第2634冊目 プロフェッショナルの条件―いかに成果をあげ、成長するか P・F. ドラッカー (著), Peter F. Drucker (原著), 上田 惇生 (翻訳)


  • 古くなったものを整理する


集中するための第一の原則は、もはや生産的でなくなった過去のものを捨てることである。そのためには、自らの仕事と部下の仕事を定期的に見直し、「まだ行っていなかったとして、今これに手をつけるか」を問わなければならない。答え無条件にイエスでないかぎり、やめるか、大幅に縮小するべきである。もはや生産的でなくなった過去のもののために、資源を投じてはならない。ただちに、昨日の仕事に充てた第一級の資源、特に人間の強みという稀少な資源を引き揚げ、明日の機会に充てなければならない。


誰もが、好む好まざるにかかわらず、過去がもたらした問題に取り組んでいる。これは避けられないことである。今日という日は、常に昨夜の決定や行動の結果である。


人は、いかなる肩書や地位をもとうとも、明日を知ることはできない。したがって、昨日いかに賢明であり、勇気があったとしても、その決定や行動は、今日になれば問題、混乱、愚かさとなる。企業、政府機関、その他いかなる組織においても、今日の資源は今日使わなければならない。したがって、自分や前任者が昨日行った意思決定や行動の後始末のために、今日、時間とエネルギーと頭を使わなければならなくなる。事実、この種の仕事が時間の半分以上をとる。


しかし、過去の継承たる活動や仕事のうち、成果を期待しえなくなったものを捨てることによって、そのような過去への奉仕は減らしていくことができる。誰でも完全な失敗を捨てることはむずかしくない。完全な失敗は自然に消滅する。ところが昨日の成功は、非生産的となったあとも生き続ける。もう一つ、むしろそれよりもはるかに危険なものがある。本来うまくいくべきでありながら、なぜか成果のあがらない仕事である。


したがって、自らが成果をあげることを望み、組織が成果をあげることを望む者は、常に計画、活動、仕事を点検する。「これは価値があるか」を自問する。答えがノーであるあらば、仕事の成果や組織の業績にとって、真に意味のある仕事に集中するために、それらのものを捨てる。成果をあがえる者は、新しい活動を始める前に必ず古い活動を捨てる。肥満防止のためである。組織は油断するとすぐ、体型を崩し、しまりをなくし、扱いがたいものとなる。人からなる組織も、生物の組織と同じように、スマートかつ筋肉質であり続けなければならない。

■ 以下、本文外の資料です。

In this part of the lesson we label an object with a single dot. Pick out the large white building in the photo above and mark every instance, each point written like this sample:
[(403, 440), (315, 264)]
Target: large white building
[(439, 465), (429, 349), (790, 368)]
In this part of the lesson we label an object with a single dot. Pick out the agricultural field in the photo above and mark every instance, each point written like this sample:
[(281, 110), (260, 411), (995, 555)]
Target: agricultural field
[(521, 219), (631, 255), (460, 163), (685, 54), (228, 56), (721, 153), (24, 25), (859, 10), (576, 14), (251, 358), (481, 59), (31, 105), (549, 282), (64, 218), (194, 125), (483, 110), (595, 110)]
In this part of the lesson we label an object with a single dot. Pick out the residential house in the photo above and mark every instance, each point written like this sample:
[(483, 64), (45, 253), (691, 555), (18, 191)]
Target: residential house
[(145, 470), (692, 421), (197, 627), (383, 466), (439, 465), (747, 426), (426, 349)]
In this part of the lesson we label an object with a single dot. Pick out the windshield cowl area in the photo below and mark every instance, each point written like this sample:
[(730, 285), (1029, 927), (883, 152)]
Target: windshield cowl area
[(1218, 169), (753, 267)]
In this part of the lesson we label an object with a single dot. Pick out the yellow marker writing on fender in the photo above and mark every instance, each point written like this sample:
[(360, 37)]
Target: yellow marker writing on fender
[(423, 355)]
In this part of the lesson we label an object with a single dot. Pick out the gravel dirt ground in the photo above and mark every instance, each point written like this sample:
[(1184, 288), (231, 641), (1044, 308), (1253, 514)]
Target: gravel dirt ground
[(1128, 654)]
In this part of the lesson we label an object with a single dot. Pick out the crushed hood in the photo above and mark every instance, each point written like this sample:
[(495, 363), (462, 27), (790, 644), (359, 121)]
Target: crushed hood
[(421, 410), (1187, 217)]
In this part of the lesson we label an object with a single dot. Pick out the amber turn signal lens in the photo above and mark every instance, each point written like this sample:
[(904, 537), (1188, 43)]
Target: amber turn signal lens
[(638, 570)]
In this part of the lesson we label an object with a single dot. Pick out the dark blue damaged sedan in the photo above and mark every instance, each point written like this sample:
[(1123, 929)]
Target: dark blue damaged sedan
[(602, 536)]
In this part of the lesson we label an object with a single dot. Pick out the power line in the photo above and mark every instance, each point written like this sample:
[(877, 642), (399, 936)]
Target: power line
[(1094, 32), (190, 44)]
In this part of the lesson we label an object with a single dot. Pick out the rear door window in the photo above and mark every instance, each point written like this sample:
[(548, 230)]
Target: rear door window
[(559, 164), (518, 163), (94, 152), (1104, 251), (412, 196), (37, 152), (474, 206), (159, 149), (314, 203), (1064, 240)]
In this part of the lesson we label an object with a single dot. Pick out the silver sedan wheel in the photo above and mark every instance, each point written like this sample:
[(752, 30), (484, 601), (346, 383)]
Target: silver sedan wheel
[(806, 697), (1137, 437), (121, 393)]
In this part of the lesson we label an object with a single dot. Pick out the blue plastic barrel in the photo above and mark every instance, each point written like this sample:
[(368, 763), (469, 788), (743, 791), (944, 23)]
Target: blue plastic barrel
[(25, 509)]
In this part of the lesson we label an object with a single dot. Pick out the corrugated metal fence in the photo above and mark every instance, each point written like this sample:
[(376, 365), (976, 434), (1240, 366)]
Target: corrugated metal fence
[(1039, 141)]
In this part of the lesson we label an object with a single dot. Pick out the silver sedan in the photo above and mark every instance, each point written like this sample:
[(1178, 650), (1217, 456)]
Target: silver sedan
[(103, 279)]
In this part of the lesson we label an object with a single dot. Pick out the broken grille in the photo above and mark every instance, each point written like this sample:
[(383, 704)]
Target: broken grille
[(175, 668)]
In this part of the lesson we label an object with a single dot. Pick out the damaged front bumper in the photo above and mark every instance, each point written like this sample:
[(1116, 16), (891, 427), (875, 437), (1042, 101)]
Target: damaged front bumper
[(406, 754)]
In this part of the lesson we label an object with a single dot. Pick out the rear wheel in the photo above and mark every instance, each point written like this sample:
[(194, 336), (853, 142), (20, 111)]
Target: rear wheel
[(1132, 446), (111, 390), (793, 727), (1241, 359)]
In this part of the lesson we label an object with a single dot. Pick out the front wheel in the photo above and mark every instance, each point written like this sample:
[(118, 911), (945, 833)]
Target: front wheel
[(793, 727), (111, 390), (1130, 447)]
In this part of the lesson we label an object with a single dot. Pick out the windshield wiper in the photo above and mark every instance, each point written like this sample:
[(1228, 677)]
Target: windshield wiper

新しいものにやさしいものはない。新しいものは、必ず問題にぶつかる。したがって、悪天候に入ったときに切り抜ける手だてを最初から講じておかなければ、失敗は必然である。そして、新しいものを難局から救う唯一の手だてが、仕事のできる人を用意しておくことである。そのような人は、常に忙しい。今の負担を軽くしてやらねば、新しい仕事を引き受けてはもらえない。


新しいもののために新しく人を雇うことは危険である。すでに確立され、順調に運営されている活動を拡張するには、新しく人を雇い入れることができる。だが新しいものは、実績のある人、ベテランによって始めなければならない。新しい仕事というのもは、どこで誰かがすでに行っていることであっても、すべて賭けである。したがって、経験のある人ならば、門外漢を雇って新しい仕事を担当させるなどという、賭けを倍にするまねはしない。よそで働いていたときには天才に見えた人が、自分のところで働き始めて、半年もたたないうちに失敗してしまうという苦い経験は何度も味わっている。


古いものの計画的な廃棄こそ、新しいものを強力に進める唯一の方法である。私の知るかぎり、アイデアが不足している組織はない。創造力が問題ではない。そうではなく、せっかくのよいアイデアを実現すべく仕事をしている組織が少ないことが問題である。みなが、昨日の仕事に忙しすぎる。